You need to be faster, smarter, sharper and stronger. You need to be overly prepared. Read more books because you’ll need to know twice as much, spend more money on appearance because they’ll look at you twice as hard, have more answers because you’ll be asked double the questions, solve more problems because you’re the reason for most of them and have more credentials. She went on to say, “If ‘they’ (i.e. socially defined white people) have a high school diploma, then you (i.e. a socially defined black person) need an Associate’s degree. If “they” have a Bachelor’s degree, then you need a Master’s degree. If they have a Master’s degree, then you need a Ph.D. And if they have a Ph.D., then you need two!” She chuckled after making this statement. While many in the room shook their heads in agreement and others in disapproval of such a practice, I sat with a newfound understanding.
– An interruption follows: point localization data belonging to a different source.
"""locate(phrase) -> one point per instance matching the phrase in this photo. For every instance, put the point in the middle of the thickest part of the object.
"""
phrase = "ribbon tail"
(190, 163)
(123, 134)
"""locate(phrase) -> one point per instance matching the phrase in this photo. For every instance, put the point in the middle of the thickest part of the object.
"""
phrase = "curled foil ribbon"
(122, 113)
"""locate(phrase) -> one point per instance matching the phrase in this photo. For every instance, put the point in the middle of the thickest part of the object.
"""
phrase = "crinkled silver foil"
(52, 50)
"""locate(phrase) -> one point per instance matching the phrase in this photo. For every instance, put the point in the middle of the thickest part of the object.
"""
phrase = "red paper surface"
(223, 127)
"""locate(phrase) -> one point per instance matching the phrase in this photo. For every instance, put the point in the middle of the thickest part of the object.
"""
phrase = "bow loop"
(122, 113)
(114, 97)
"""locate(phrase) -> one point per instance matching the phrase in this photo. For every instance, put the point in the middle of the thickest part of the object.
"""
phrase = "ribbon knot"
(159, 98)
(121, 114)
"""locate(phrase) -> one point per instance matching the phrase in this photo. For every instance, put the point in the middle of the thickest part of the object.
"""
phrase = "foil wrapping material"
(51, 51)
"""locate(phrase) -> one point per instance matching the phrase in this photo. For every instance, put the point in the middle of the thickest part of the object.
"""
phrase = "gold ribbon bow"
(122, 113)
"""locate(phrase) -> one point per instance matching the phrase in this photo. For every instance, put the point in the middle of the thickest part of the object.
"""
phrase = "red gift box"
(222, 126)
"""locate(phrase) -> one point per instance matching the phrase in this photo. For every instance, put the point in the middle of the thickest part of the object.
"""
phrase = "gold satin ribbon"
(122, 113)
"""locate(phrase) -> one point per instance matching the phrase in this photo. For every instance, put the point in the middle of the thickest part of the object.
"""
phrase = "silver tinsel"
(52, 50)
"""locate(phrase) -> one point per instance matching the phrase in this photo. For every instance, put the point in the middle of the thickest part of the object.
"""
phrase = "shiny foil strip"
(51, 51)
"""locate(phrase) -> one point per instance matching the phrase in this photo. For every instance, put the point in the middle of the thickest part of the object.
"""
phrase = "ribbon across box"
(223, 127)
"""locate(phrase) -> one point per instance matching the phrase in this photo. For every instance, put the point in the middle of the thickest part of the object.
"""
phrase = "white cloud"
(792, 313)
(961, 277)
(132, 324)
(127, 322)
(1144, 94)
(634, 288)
This was not a burden of blackness but a curse of race, the seedbed for the inferiority complex and white privilege. Because you are black, you will have to do twice as much for half the pay. It does not take into account your level of skill or the amount of work already accomplished at your normal pace. But, says solely based on this social construct of race, you must produce double the results and that this effort is only worth half the salary when compared to the normal labor and quality of work of a socially defined white person. This is how race curses us. No, there was no wicked witch in the room, no cackling laughter that followed but these words sought to create misfortune and adversity.
This expression and others like it are not proverbs. They are rooted in the historical experience of persons who sought to undermine the worth and value of the contributions of those socially defined as black people while reaping the benefits of their labor. It was used to cheat them and it must be said that the fact that African Americans are able to work harder for this reduced wage is not an accomplishment or a cause for celebration. It should not be a measurement of success but an indication of defeat. It is to give in to the curse and to work towards its fulfillment.
We must not accept the curse as a way of life but seek fairness in employment and wages. We need only to do the work that we love without competition or comparison. To believe and live otherwise is to accept this expression of ill will, this oath of inequality, this practice of injustice. It is for this reason that this curse should not be repeated.
It says that nothing that I could ever do would be good enough, that my relation to goodness and the value of my work, my contribution to society is predicated upon the social coloring of my skin which I did not choose and consequently, have no control over. This is the formula for a defeatist attitude and an environment of hopelessness and despair. It also says that I will never be good enough. My best has to be better than a socially defined white person who doesn’t have to jump higher or run faster than me because he has already been deemed better. The curse reinforces the hierarchy of race and this woman was haphazardly repeating the rules for injustice and unfairness, a game that should have ended a long time ago.
Unlike God, who has satisfied the penalty for my sin through the sacrifice of His Son, Jesus Christ, there is no satisfying the demands of race. The requirements are callous and maddening. The competition is never over. I would always have to jump higher even if I had to break my own record. I would always have to run faster even if I passed myself along the way. And I would always be compared to another human being, cursed to compete for what all should have… for the rest of my life.
What she shared with us that day was no explanation but a curse placed on the social coloring of skin. But, we have the power to defeat it. We need only not repeat it as “life and death are in the power of the tongue.”